Sampai semester ketiga tahun ini, belum tanda-tanda peningkatan produksi pangan yang spektakuler. Belum ada terobosan berarti. Upaya pengembangan lahan pangan skala besar (food estate) di Merauke mandek tersandera persoalan sosial-politik. Gerakan Peningkatan Produksi Pangan Berbasis Korporasi yang digagas Menteri Badan Usaha Milik Negara Dahlan Iskan belum banyak membantu. Bahkan, untuk urusan tender pupuk organik yang sebenarnya sepele, pemerintah tak becus. Pemerintah juga terjebak paradigma "yang besar yang paling kuat dan memberi solusi". Ini paradigma peninggalan zaman kolonial. Padahal bukti-bukti empiris selama ratusan tahun menunjukkan hal yang sebaliknya: petani memberi solusi. Siapa yang memproduksi pangan 243 juta warga kalau bukan petani, peternak, pekebun, dan petambak?
Pada masa mendatang, ketika jumlah penduduk terus bertambah dan kebutuhan pangan meningkat, tantangan produksi pangan semakin kompleks. Lahan pertanian kian sempit dan kelelahan, produktivitas melandai karena degradasi lahan dan lingkungan, air kian langka, serta anomali iklim dan cuaca kian sulit diprediksi. Itu semua membuat produksi pangan berisiko tinggi.

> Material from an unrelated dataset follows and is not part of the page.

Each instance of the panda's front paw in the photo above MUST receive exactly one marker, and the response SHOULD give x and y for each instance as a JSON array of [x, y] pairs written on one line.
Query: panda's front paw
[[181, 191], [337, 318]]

Pemilikan lahan yang sempit membuat kesejahteraan petani sebagai produsen tidak pernah membaik. Hal itu membuat konversi lahan sawah tetap berlangsung massif. Keberadaan Undang-Undang Nomor 41 Tahun 2009 tentang Perlindungan Lahan Pertanian Pangan Berkelanjutan dan berbagai aturan turunannya tak berdaya. Eksistensi kepunahan sawah tinggal menunggu waktu. Masih menjadi pertanyaan besar apakah UU 18/2012 tentang Pangan bisa jadi obat mujarab atas aneka masalah pangan? Sepertinya, kita akan (tetap) jadi bangsa ayam broiler: bangsa pengimpor.